Both HWS and LWS pullets showed delayed age of onset of egg production, and a considerable proportion of LWS females never mature [49, 50]. Delayed sexual maturity for LWS females were attributed to anorexia because it was possible to induce egg laying by force-feeding. Moreover, sexually matured LWS females were heavier at 56 days of age than those that did not show sexual maturation later in life . Other studies have also indicated a relationship between viral integration and traits related to reproduction. Gavora et al  reported that certain virus-producing ev -loci, ev-10 or 19 and 12, and silent gene ev -1 can affect egg productivity for layers. Also, the total number of ev -loci per genome was significantly related to body weight at first egg and mature body weight . The body weight of LWS juvenile females is related to that of sexually matured LWS females and sexual maturation might be related to the number of ALVE integration and the ALVE expression.
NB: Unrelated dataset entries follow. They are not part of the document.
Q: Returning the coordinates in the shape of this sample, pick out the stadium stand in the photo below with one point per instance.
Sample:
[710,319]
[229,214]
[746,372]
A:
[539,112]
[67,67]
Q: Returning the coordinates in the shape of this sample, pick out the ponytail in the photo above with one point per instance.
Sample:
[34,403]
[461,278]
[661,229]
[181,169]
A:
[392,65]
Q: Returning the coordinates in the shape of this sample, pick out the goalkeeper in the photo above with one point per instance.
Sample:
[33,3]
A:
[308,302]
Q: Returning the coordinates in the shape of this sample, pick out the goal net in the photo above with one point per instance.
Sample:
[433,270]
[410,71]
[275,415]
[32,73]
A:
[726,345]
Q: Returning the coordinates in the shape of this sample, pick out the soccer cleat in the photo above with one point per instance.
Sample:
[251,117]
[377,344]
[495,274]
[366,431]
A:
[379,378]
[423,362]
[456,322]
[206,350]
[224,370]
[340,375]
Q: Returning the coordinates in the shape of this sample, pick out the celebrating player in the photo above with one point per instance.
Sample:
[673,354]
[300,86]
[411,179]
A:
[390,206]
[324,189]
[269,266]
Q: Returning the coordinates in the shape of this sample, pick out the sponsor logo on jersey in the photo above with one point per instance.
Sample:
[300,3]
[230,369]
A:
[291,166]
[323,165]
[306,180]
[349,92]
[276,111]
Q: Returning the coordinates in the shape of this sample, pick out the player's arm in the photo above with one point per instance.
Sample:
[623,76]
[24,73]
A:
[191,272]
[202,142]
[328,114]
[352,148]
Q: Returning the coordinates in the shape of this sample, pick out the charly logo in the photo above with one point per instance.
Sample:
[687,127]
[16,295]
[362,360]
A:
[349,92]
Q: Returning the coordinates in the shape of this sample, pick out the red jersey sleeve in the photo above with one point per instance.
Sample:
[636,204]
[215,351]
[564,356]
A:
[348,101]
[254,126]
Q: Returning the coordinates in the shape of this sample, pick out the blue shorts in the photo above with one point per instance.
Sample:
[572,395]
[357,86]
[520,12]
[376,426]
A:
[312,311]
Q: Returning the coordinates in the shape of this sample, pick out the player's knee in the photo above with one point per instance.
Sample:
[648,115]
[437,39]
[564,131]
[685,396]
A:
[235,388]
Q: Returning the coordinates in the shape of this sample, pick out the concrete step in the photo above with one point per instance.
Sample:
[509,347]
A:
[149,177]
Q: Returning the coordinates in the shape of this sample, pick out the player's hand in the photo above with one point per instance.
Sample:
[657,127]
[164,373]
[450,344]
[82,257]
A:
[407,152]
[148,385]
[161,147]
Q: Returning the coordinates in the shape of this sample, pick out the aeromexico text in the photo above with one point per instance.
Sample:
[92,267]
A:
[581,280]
Therefore, it is not surprising that high expression of ALVE is correlated to the low juvenile body weight in female chickens.
Quantitative trait locus (QTL) analysis has been performed after crossing the HWS and LWS lines and more than 13 growth-related QTLs were identified all with minor individual effects [16, 53] and a high degree of epistasis . Although the exact location of ALVE integrations remain to be defined, our results are consistent with the QTL data in that we present data that multiple proviral loci together contribute to one aspect of the phenotype, namely to the low weight of pullets.